The critical angle of a medium for a specific wavelength, if the medium has relative permittivity 3 and relative permeability $$\frac{4}{3}$$ for this wavelength, will be:

First, we recall the basic connection between the optical refractive index of a non-conducting medium and its electrical properties. The refractive index $$n$$ of a dielectric, when the wavelength is such that absorption is negligible, is given by the relation

$$n=\sqrt{\varepsilon_r\,\mu_r}$$

where $$\varepsilon_r$$ is the relative permittivity (also called the dielectric constant) and $$\mu_r$$ is the relative permeability of the medium.

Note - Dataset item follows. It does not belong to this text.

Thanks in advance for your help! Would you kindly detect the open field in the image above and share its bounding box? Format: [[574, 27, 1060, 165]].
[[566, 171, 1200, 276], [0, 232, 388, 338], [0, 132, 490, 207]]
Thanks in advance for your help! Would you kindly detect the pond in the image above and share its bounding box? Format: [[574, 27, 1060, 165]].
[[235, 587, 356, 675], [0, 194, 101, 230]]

For the given medium we are told that

$$\varepsilon_r = 3, \qquad\mu_r = \dfrac{4}{3}.$$

We now substitute these numerical values into the formula for $$n$$. We have

$$n = \sqrt{\varepsilon_r \,\mu_r} = \sqrt{ \;3 \times \dfrac{4}{3}\;}.$$

Inside the square root, the factor $$3$$ in the numerator and the factor $$3$$ in the denominator cancel out, leaving

$$n = \sqrt{4}.$$

The square root of $$4$$ is $$2$$, so

$$n = 2.$$

Next, we recall the definition of the critical angle. When light passes from a denser medium (refractive index $$n_1$$) to a rarer medium (refractive index $$n_2$$) and the angle of incidence inside the denser medium is such that the angle of refraction in the rarer medium becomes $$90^\circ$$, that angle of incidence is called the critical angle $$C$$. The mathematical statement of Snell’s law for this limiting case is

$$n_1 \,\sin C = n_2 \,\sin 90^\circ.$$

Because $$\sin 90^\circ = 1$$, we can write

$$n_1 \,\sin C = n_2.$$

If the rarer medium is air (or vacuum) we take $$n_2 \approx 1$$. Here the given medium of refractive index $$n = 2$$ is acting as the denser medium, so $$n_1 = 2$$ and $$n_2 = 1$$. Substituting these values we obtain

$$2 \,\sin C = 1.$$

Dividing both sides by $$2$$ gives

$$\sin C = \dfrac{1}{2}.$$

We know from basic trigonometry that

$$\sin 30^\circ = \dfrac{1}{2}.$$

Therefore

$$C = 30^\circ.$$

Hence, the correct answer is Option B.